Zufriedener ohne „Antidepressiva“
Ein anderes Maß für den Erfolg einer Behandlung ist bei solchen Studien übrigens die Abbruchquote. Das gilt insbesondere für Depressionen: Eines ihrer Kernkriterien ist neben der depressiven Verstimmung nämlich die Antriebslosigkeit. Das heißt, den Patientinnen und Patienten fehlt es oft an der Motivation oder Energie, etwas zu unternehmen oder durchzuhalten. Das gilt auch für die Behandlung selbst.
In Phase A sank die Anzahl der Teilnehmenden von 574 auf 489, brachen also 15 Prozent vor der Entlassung ab – davon leider vier Patienten unter medikamentöser Behandlung mit „Antidepressiva“ durch einen Suizid. In Phase B sank die Zahl von 401 auf 378, also um nur 6 Prozent und gab es keine Suizide. Demnach waren die Personen im Schnitt ohne Medikamente zufriedener mit der Behandlung.
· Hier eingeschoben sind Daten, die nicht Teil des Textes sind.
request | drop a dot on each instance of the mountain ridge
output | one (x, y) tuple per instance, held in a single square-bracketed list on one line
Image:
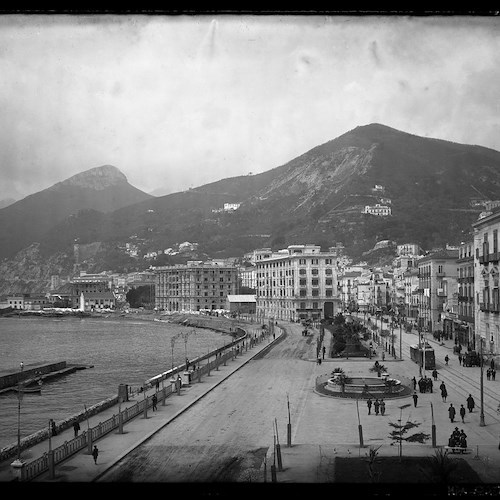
[(435, 189)]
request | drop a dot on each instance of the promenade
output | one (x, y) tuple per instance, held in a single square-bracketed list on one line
[(252, 389)]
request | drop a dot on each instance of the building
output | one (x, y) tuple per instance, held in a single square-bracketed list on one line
[(98, 300), (348, 290), (377, 209), (88, 283), (486, 278), (299, 282), (241, 304), (16, 301), (437, 284), (195, 286)]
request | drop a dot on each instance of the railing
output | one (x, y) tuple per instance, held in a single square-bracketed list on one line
[(40, 465)]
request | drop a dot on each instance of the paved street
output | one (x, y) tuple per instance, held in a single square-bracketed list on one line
[(223, 429)]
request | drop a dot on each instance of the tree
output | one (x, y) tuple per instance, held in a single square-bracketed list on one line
[(400, 429), (439, 467), (371, 461)]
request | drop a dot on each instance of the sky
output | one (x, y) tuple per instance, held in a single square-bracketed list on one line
[(179, 101)]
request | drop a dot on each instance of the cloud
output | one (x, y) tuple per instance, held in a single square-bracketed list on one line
[(186, 100)]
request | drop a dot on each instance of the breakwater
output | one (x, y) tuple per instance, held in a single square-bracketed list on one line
[(199, 367), (129, 410)]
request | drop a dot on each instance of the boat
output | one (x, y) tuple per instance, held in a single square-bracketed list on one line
[(30, 390)]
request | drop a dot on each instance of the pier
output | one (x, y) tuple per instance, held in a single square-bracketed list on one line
[(32, 373)]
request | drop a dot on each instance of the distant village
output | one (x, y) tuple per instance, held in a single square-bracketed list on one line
[(452, 291)]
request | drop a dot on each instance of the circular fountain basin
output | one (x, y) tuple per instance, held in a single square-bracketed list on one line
[(372, 386)]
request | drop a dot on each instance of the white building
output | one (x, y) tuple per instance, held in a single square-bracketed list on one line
[(377, 209), (298, 282)]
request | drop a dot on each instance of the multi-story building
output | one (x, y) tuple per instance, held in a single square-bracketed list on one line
[(195, 286), (464, 325), (437, 283), (411, 293), (486, 273), (348, 289), (298, 282), (377, 209), (88, 283)]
Bei der Nachuntersuchung sollten die Patientinnen und Patienten beantworten, was ihrer Meinung nach am wichtigsten für ihre Behandlung war. Dabei nannten 81 beziehungsweise 78 Prozent die Psychotherapie (Phase A, B), jedoch nur 2 beziehungsweise 3 Prozent die Pharmakotherapie (medikamentöse Behandlung).
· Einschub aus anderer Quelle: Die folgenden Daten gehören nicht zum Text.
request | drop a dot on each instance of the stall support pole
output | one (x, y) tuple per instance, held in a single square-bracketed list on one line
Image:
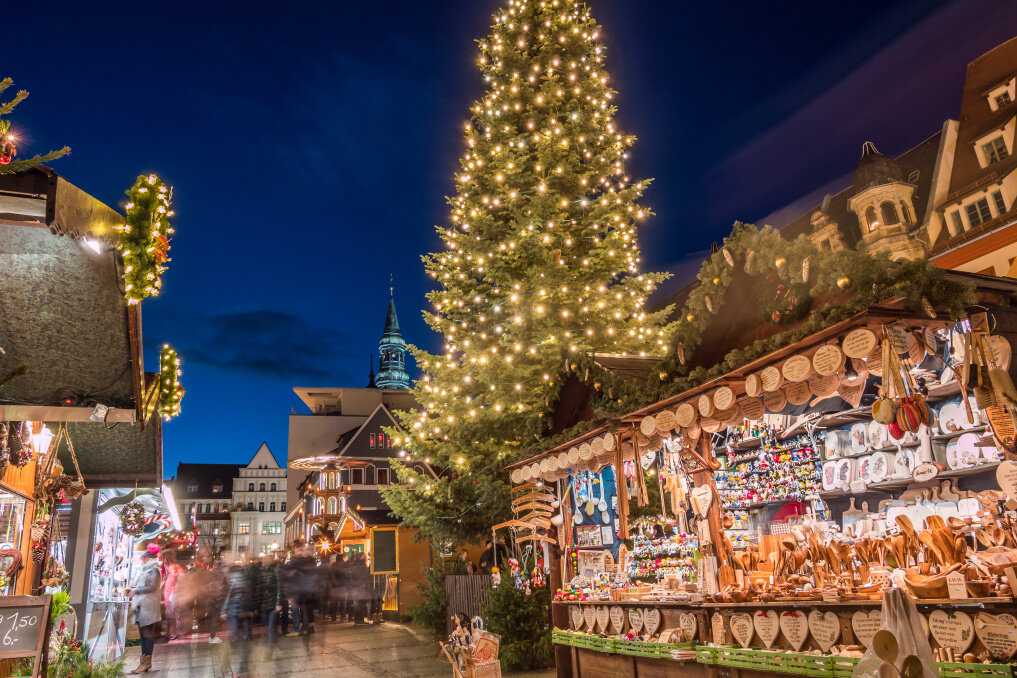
[(704, 477)]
Alles in allem kommen die Forschenden zu diesem deutlichen Fazit: „Die Ergänzung der Kognitiven Verhaltenstherapie durch Antidepressiva verleiht der Therapie keinerlei Vorteile, sondern erhöht nur die Last der Nebenwirkungen“ (Maß et al., 2023). Dementsprechend kritisieren sie auch die Therapierichtlinien, die stark auf „Antidepressiva“ bauen.
Internationale Studien
Die aufmerksamen Leserinnen und Leser von MENSCHEN-BILDER wissen bereits seit vielen Jahren, dass die Behandlungseffekte in psychopharmakologischen Studien zu Depressionen systematisch verzerrt sind. Beispielsweise wird aufgrund der Nebenwirkungen oft die Placebo-Kontrolle durchbrochen, wissen also sowohl die Forscher als auch die Patienten, wer den Wirkstoff erhält (Teil 1, Teil 2).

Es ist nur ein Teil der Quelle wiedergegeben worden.